INSPECTORATE AMERICA CORPORATION, Chas. Martin Inspection and Controls, Inc., and John Robbie.

No. 93-CA-1253.

Court of Appeal of Louisiana, Fourth Circuit.

April 14, 1994.

Bubrig, Waid & Conner, Brian J. Waid, New Orleans, and Archie B. Creech, New Orleans, for plaintiff-appellant, Murphy J. McKee.

Allen & Gooch, William H. Parker, III, Lafayette, for defendants-appellees, Inspectorate American Corp., Chas. Martin Inspection and Controls, Inc., Chas. Martin Corp., Inc., and John Robbie.

Before SCHOTT, C.J., and KLEES, BYRNES, ARMSTRONG and PLOTKIN, JJ.

KLEES, Judge.

Plaintiff, Murphy J. McKee, appeals the trial court decision granting the defendants' exception of no cause of action. After reviewing the record and applicable law, we reverse.

Plaintiff, unsure as to who his actual employer is, sued Inspectorate America Corporation, Chas. Martin Inspection and Controls, Inc., Chas. Martin Corporation, and John Robbie in tort after he was allegedly injured in an automobile accident which occurred while he was engaged in work related activity. In his petition, plaintiff claims that the accident, which transpired after plaintiff fell asleep while driving his vehicle, was "caused by the defendant's outrageous and intentional conduct in requiring petitioner to work grossly excessive hours without relief, thereby placing him at risk." Plaintiff also asserts that the "acts and omissions of defendants were intentional and certain or reasonably certain to result in petitioner's injury."
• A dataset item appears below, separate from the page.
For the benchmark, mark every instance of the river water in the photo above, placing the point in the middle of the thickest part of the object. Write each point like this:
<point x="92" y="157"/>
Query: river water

The trial court, which granted the defendants' exception of no cause of action, found that plaintiff had no remedy under tort law and was limited to bringing his action under the Workers' Compensation Act. On appeal, plaintiff enumerates the following assignments of error: 1) that a petition which alleges injury due to an intentional act may not be dismissed through the granting of an exception of no cause of action and 2) that if plaintiff's petition failed to adequately allege an injury resulting from an intentional act, he should have been granted leave to amend his petition. Since we find plaintiff's first assignment of error to be of merit, plaintiff's second assignment of error will not be discussed.
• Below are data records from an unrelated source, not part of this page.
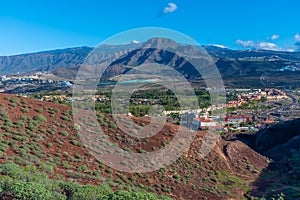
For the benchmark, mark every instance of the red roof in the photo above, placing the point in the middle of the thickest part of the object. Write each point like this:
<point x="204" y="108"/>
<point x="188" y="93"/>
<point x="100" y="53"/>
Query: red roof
<point x="203" y="120"/>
The gravamen of plaintiff's appeal is that his intentional tort action cannot be dismissed via an exception of no cause of action. Although we agree with the defendants that plaintiff's averment is not consistent with notions of judicial economy, the relevant jurisprudence supports plaintiff's contention.

In Carey v. UMC (United Mechanical Contractors), 553 So.2d 472 (La.1989), the Louisiana Supreme Court reversed an appellate court's affirmation of the granting of a defendant's exception of no cause of action, stating:

Plaintiff's petition asserts that defendants intended to injure him or knew or should *306 have known that his injury was substantially certain to follow. Conditions of the mind such as malice, knowledge, and intent may be alleged generally. La. C.C.P. art. 856. Furthermore, the purpose of the exception of no cause of action is to determine the sufficiency of the petition and is triable on the face of the papers. Mayer v. Valentine Sugars, Inc., 444 So.2d 618 (La.1984). The merit of plaintiff's claim is to be determined after findings of fact upon motion for summary judgment or trial on the merits.

The order in Carey has been interpreted to imply that an exception of no cause of action is an improper vehicle to dismiss an intentional tort claim against a plaintiff's employer. Trahan v. Trans-Louisiana Gas Co., Inc., 618 So.2d 30, 31 (La.App. 3rd Cir.1993). Considering the above, the judgment of the trial court granting the exception of no cause of action is reversed and the case is remanded for further proceedings.

REVERSED AND REMANDED.

BYRNES and PLOTKIN, JJ., dissent with written reasons.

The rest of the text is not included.